Lectrices et lecteurs du Cantonnier qui, depuis le temps, me faites le plaisir et l’honneur de supporter mes « humeurs », vous savez que l’objectivité n’est pas ma principale qualité de chroniqueuse, mais que regarder l’Autre, apprécier la beauté de la vie, la bonté de la nature, aimer, contempler, marcher dans le bois, nager dans le petit lac, etc. forgent mes valeurs et alimentent ma joie.
Ainsi, j’ai commencé à lire le récit de Geneviève Perron avec, je le reconnais, un préjugé favorable, puisqu’elle est une amie habitant le village voisin de Sainte-Hélène-de-Chester. Toutefois, étant d’abord une lectrice, je ne cherchais pas tant à mieux connaître une amie qu’à découvrir un texte. Que j’ai trouvé.
Celui, d’une part, d’un voyage étonnant, un périple de deux mois qui l’a menée au Népal en trekking dans l’Annapurna. Juste ça : imaginez ce que ça demande d’audace et de courage. Doublés d’une longue préparation et d’une excellente forme physique, il va sans dire, et davantage encore de détermination et de dépassement. Chacun d’entre nous s’efforce d’atteindre des sommets à sa mesure, de franchir des limites pour traverser une imperceptible frontière menant à une grâce au-delà du réel. Pas besoin pour ça de se hisser au sommet de l’Himalaya. Mais Geneviève Perron y est allée, elle, et en la lisant j’avais des frissons ; il faisait froid là-haut, certes, et les dangers étaient vrais et multiples. C’est l’émotion cependant, à la hauteur du sublime des paysages, des efforts, de la volonté qu’il faut pour se rendre jusque-là qui m’a atteinte. À travers laquelle s’est révélé un simple amour d’autrui, sans condescendance ni jugement, qui comme tout être vivant mérite attention. Mais où cet autre peut être aussi quelqu’un qui déçoit ou exaspère ; c’est pas parce qu’on est à l’autre bout de la Terre que la réalité de la nature humaine change tant que ça. Il n’en reste pas moins que ce récit, écrit avec sincérité et d’une qualité exemplaire, est héroïque. De cet héroïsme à la fois plus petit et plus grand que soi, plus fort et plus faible que ce qu’on imaginait. Geneviève Perron a gravi jour après jour cette montagne et l’a offert en partage.
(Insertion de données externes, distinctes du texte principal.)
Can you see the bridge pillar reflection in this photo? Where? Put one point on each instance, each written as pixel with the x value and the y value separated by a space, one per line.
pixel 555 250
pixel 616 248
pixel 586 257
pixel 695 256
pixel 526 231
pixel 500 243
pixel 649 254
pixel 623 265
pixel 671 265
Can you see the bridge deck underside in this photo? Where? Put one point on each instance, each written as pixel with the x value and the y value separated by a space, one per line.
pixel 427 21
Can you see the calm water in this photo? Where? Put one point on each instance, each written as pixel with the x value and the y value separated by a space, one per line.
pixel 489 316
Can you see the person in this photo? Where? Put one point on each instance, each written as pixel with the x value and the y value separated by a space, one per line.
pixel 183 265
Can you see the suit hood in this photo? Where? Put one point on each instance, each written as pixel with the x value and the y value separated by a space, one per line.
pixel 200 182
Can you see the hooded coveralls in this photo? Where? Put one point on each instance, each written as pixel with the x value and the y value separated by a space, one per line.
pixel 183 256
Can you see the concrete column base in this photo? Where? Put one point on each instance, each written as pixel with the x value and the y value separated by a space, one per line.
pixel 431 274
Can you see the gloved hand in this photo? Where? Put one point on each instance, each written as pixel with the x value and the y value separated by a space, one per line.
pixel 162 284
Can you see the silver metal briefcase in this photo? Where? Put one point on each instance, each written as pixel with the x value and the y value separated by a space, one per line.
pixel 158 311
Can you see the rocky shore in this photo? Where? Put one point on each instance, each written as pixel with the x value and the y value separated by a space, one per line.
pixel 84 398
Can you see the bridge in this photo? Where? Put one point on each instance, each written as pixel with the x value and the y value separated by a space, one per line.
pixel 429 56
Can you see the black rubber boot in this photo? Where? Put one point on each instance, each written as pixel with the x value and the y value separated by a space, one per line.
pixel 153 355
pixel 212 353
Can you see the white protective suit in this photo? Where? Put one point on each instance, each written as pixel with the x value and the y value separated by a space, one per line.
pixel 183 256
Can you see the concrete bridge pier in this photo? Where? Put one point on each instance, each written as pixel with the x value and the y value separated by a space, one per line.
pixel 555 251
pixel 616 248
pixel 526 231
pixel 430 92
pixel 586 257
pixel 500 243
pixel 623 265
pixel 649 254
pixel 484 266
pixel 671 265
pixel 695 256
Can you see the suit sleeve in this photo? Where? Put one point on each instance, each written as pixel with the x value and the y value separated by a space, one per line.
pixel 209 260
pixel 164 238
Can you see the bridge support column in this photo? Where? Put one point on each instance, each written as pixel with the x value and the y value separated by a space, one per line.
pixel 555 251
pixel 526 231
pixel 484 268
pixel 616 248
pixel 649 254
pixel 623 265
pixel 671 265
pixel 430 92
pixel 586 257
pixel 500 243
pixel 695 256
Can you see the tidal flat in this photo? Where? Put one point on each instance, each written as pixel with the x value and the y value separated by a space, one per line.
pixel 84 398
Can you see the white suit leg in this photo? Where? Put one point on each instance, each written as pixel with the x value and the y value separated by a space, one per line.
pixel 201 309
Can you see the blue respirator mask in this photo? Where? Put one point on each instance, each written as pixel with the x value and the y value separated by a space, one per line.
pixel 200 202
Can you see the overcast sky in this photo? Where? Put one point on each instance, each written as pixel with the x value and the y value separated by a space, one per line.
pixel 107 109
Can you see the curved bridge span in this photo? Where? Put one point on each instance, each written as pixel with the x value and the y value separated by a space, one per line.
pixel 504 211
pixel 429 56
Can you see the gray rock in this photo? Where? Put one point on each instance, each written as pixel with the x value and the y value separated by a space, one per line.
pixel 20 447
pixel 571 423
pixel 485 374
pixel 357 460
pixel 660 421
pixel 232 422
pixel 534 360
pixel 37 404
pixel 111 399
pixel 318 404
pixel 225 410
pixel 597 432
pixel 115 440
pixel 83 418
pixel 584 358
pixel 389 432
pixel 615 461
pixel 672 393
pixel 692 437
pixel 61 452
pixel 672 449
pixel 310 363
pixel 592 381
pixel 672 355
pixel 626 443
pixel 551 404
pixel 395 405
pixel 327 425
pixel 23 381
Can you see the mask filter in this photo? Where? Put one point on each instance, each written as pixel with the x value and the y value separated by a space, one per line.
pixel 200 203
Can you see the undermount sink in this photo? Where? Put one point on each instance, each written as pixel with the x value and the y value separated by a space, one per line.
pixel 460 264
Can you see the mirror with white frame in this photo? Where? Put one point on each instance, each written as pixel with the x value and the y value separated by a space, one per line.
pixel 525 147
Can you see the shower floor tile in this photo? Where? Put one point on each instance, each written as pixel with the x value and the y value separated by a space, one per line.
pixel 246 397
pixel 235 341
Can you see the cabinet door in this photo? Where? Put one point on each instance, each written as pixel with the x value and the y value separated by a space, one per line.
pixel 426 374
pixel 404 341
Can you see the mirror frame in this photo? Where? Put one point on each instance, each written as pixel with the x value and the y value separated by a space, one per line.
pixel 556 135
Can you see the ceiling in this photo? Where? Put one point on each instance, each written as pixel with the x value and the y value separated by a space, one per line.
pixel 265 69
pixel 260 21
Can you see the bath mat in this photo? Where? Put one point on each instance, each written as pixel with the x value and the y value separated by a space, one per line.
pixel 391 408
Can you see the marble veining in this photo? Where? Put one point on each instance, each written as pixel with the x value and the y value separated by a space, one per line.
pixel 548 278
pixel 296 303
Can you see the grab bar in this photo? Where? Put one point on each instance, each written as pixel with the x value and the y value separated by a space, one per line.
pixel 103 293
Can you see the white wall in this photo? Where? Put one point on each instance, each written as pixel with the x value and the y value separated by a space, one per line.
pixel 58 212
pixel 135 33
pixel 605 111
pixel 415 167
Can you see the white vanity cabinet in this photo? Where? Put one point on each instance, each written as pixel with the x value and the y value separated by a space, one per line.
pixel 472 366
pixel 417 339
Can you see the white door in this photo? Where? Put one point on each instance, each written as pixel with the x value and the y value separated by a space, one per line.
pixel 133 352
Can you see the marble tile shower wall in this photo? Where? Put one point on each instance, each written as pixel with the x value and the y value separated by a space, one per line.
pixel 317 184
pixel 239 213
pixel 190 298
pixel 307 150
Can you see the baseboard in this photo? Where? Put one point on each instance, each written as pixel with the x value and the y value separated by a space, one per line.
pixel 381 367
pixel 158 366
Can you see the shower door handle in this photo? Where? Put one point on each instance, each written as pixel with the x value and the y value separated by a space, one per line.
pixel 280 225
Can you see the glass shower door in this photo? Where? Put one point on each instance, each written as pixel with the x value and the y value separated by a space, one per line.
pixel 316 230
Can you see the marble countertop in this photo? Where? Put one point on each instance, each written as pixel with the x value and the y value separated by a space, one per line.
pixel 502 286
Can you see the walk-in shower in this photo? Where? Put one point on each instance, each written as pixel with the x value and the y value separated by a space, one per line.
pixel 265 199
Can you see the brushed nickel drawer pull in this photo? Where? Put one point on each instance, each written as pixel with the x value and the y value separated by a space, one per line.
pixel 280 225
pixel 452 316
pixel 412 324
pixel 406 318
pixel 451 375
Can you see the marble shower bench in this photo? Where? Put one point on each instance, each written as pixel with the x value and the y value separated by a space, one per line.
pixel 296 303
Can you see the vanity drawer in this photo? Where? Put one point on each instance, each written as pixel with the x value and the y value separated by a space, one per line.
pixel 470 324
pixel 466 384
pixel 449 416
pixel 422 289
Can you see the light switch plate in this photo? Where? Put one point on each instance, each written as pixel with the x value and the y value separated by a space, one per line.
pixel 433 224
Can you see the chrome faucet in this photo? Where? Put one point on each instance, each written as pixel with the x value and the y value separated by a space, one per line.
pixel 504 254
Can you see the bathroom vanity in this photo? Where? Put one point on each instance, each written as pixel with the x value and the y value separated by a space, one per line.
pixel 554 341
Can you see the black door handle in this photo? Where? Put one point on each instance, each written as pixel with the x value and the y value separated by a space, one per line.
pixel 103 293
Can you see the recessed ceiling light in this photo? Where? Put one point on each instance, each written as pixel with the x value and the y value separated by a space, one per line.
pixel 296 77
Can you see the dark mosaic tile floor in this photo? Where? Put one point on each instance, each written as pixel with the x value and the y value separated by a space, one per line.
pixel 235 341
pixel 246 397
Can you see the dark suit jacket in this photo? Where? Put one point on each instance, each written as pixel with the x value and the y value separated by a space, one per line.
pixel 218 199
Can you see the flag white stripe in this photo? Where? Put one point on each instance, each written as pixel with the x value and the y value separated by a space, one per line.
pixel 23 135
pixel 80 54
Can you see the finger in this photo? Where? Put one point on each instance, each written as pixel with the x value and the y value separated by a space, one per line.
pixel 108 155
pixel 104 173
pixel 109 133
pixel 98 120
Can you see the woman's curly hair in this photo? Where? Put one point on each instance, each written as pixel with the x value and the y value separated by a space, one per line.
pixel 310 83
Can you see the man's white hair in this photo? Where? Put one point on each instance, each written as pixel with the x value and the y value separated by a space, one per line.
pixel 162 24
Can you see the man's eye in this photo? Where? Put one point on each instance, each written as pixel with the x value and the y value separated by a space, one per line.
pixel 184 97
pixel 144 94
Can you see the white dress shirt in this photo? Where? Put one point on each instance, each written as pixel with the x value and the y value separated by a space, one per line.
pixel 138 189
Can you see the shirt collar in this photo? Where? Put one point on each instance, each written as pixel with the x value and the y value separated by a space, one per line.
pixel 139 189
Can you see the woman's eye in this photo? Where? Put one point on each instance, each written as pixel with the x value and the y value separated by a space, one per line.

D’autre part, parallèlement au récit de voyage, en est un autre confié avec bravoure, d’une maladie aveugle et implacable. Qui demande au moins autant de détermination et de dépassement pour l’accepter et la surmonter. Elle l’a aussi traversé, ce désert de glace et de solitude, aux écueils bien plus douloureux que le froid et l’épuisement. Elle en parle sans pathos et sans détour. Elle en parle bien.
Pourquoi j’ai aimé son livre ? Parce qu’on en sort grandi.